L'arc sud vu de l'extérieur. L'église de Saint-Privait venait d'être reconstruite1 lorsque la région subit les conséquences du siège de Metz en 1552. Le duc de Guise fit détruire tous les bâtiments, et le hameau et son église n'échappèrent pas à ses ordonnances2. On sait toutefois qu'elle ne furent pas strictement observées, ce qui donne à penser que le petit sanctuaire de Saint-Privat ne fut pas entièrement rasé3. Sans doute les démolisseurs se sont-ils surtout occupés du clocher, un élément qui pouvait servir de repère dans le paysage, et de faire en sorte que les bâtiments de l'église, du village et du prieuré ne puissent offrir un retranchement à l'ennemi. L'église fut ensuite rapidement remise en état car les calvinistes y célèbrent leur premier office le 21 septembre 1561 en présence de leurs deux ministres, M. Pierre et M. Taffin. Saint-Privat perdit donc son rang de paroisse catholique et fut annexé à celle de Magny4. Bien que l'église de Saint-Privat fût « un lieu estroict et incapable de recevoir la dixesme partie de ceux qui désirent jouyr de la pure prédication de la parole de Dieu5 », les protestants durent s'en contenter. Ils l'échangèrent au mois de décembre de cette même année contre une nouvelle église élevée près de la porte Ste Barbe, mais ils y revinrent en 1597.

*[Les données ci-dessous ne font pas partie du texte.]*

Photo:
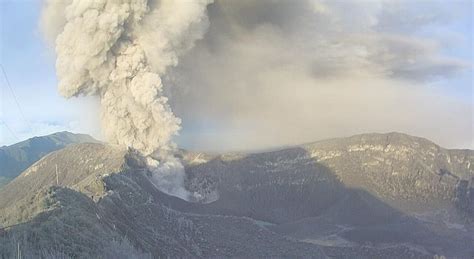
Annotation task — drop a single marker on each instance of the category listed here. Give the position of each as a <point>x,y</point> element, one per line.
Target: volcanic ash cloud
<point>119,50</point>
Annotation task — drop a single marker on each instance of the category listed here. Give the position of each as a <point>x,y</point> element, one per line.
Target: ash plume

L'arc sud vu de l'extérieur.

En 1563, on retrouve mention de la métairie de Saint-Privat, propriété de l'abbaye de Saint-Clément. Cette année-là, en effet, les religieux la louent à un certain Henry Chardot, à charge pour lui d'en relever les bâtiments6. La ferme ne devait pas être de bon rapport. Elle est dans un triste état en 1620. Les relations entre l'abbaye et ses tenanciers seront d'ailleurs toujours tendues. Elle dut plusieurs fois aller jusqu'au procès pour toucher son loyer et, en 1643, les religieux obtinrent de la justice que le fermier leur restitue la maison7.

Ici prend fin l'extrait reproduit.